Burnout or 'role alienation', with its psychological manifestations such as job frustration and the feeling of powerlessness, has been at the centre of sociological analyses of work since Marx's exposition of alienation first became influential. As a structurally reinforced predisposition to apathy and feelings of ineffectiveness and failure, occupational burnout was researched in bureaucratic settings and the service sector, including healthcare and education (Dworkin 1987). In the Marxist tradition, alienation is inherently linked to job content and, in particular, workers' autonomy. However, research on teachers suggests that burnout is best understood as the outcome of a 'basic contradiction' between the training and the work experience of employees (Dworkin 1987: 68-69). This approach underscores as correlates of the propensity to feel exhaustion at work not only the importance of job conditions, but also to the process of preparatory education itself.
Psychologists, such as Maslach, Cherniss and Pines, regard burnout as the result of the failure of an individual to cope with stress. They see its symptoms in feelings of fatigue, hopelessness, depression and low morale. However, sociologists such as Dworkin, LeCompte and Townsend focus on alienation which is embedded in social organisations and social structures. They see burnout reflected in negative attitudes such as meaninglessness and isolation, and in the negative relationships towards one's work or colleagues. (See Dworkin, 1997, for a review of these approaches.)
In this study we follow the more sociological definition of burnout developed in research on American teachers (Dworkin 1987). Dworkin combined the psychological and sociological traditions, and described burnout as:
'... an extreme form of role-specific alienation characterized by a sense that one's work is meaningless and that one is powerless to effect changes which could make the work more meaningful. Further, this sense of meaninglessness and powerlessness is heightened by a belief that the norms associated with the role and the setting are absent, conflicting, or inoperative, and that one is alone and isolated among one's colleagues and clients.' (Dworkin 1987: 28).

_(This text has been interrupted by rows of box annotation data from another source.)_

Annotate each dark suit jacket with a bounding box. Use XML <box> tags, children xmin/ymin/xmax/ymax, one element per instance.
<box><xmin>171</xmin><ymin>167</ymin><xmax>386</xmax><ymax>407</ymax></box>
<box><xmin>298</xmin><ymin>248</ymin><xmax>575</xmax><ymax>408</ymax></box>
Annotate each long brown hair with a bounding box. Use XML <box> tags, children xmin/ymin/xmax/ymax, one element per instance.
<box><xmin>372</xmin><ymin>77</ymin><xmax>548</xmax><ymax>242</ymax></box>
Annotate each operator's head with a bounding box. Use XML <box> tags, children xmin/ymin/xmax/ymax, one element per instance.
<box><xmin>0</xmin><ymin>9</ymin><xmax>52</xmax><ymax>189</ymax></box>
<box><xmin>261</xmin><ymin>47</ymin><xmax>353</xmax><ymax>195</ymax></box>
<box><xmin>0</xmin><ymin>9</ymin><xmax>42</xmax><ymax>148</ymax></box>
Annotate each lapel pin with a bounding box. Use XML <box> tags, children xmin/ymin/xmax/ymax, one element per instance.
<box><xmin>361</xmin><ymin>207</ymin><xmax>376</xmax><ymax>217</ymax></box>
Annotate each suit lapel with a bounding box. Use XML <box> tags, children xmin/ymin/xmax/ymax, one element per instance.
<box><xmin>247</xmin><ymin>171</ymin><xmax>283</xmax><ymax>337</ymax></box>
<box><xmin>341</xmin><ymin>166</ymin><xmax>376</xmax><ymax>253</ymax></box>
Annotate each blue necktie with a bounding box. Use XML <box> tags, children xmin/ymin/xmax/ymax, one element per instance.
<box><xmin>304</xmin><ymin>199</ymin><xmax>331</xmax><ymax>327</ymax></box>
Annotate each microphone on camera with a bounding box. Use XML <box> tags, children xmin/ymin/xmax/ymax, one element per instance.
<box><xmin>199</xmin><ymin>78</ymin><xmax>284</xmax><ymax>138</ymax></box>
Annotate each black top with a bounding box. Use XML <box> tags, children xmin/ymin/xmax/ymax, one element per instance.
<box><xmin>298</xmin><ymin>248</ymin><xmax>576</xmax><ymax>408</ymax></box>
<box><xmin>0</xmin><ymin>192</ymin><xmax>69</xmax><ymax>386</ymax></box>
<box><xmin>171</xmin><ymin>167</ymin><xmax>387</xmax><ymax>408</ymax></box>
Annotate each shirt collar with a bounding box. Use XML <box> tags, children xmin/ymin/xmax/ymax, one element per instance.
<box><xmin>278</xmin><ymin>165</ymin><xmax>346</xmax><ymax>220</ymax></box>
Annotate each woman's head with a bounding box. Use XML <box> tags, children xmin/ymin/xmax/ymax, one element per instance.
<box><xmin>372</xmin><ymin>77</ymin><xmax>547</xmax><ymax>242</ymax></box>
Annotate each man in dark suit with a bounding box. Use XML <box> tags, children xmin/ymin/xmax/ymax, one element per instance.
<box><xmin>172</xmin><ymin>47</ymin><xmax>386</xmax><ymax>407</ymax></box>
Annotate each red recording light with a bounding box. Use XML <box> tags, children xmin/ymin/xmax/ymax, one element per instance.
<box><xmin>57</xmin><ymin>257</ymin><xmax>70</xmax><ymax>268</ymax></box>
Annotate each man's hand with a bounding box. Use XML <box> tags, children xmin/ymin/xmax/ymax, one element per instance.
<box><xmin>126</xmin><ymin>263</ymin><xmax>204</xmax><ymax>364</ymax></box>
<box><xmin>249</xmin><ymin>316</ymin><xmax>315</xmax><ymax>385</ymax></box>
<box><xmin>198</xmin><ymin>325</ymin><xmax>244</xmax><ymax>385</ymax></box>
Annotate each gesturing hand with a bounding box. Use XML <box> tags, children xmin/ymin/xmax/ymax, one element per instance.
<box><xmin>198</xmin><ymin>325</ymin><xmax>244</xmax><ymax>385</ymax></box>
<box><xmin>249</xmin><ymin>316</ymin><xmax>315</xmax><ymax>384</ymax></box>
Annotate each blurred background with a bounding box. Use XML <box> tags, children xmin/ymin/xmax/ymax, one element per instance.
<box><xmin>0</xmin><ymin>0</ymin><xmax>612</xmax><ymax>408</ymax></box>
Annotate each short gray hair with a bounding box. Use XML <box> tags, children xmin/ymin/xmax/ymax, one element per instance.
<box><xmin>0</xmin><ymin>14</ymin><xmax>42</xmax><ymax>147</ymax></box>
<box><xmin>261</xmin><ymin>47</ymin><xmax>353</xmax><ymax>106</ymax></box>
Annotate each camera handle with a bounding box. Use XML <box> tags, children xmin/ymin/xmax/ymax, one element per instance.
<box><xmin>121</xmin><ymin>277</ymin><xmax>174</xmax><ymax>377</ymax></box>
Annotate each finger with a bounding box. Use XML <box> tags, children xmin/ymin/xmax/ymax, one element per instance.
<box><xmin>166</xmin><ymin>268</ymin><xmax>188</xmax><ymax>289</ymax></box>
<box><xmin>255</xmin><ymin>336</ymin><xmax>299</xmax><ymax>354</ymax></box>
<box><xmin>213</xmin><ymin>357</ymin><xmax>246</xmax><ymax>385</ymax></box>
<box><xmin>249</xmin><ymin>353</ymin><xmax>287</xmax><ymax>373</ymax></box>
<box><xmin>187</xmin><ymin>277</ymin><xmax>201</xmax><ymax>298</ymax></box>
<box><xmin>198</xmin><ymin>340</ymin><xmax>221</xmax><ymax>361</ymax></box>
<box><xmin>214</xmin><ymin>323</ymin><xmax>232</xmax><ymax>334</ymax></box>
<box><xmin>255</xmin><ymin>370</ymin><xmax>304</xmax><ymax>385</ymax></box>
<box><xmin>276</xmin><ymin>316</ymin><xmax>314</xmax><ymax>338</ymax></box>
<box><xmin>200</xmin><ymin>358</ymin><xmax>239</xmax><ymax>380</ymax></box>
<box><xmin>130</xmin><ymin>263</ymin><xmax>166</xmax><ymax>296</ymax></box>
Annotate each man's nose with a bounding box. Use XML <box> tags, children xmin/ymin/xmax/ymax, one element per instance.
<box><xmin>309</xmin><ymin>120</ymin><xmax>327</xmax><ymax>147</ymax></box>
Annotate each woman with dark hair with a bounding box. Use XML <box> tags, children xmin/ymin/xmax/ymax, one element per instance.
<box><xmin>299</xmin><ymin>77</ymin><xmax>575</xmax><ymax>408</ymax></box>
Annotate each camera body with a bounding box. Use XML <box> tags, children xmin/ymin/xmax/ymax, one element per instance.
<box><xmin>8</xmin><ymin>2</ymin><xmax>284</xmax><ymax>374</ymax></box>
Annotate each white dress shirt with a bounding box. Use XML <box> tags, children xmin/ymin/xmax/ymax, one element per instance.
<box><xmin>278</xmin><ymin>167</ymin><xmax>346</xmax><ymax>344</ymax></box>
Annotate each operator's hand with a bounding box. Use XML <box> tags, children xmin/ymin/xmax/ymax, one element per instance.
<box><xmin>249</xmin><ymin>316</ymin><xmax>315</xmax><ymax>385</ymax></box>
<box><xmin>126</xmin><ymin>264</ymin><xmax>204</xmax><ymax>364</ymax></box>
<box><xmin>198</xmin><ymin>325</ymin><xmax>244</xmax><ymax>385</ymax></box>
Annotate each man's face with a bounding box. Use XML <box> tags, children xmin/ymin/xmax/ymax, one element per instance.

This definition conceptualises burnout as a form of alienation which is not explained solely by individual traits, but also includes structural factors within the work environment. This partly reflects the original Marxist tradition of regarding alienation as an inextricable characteristic of capitalist employment. While Marx saw alienation in purely structural terms, Marxists, such as Blauner and Seeman, adopted a more socio-psychological perspective (Blauner 1973; Seeman 1959). Central to their approach was the belief that alienation from one's work could be reduced or eliminated with appropriate adjustments in work organisation and management. Seeman, on whose work Dworkin based his own definition, described five ways of understanding alienation (1959): 1) powerlessness, which is the worker's inability to control the work process, including the tools and products of labour; 2) meaninglessness, which refers to the uncertainty about what ought to be believed and the inability to predict behaviour based on shared beliefs; 3) normlessness, which refers to obsolete rules or the absence of rules which leads to distrust; 4) social isolation, which Seeman saw as 'assigning low reward value to goals or beliefs that are typically highly valued in the given society' (1959: 789); and 5) alienation which is defined as self-estrangement, that is, the state in which an individual does not reach her or his full human potential, and instead becomes 'insecure, given to appearances [and] conformist' (Seeman 1959: 790).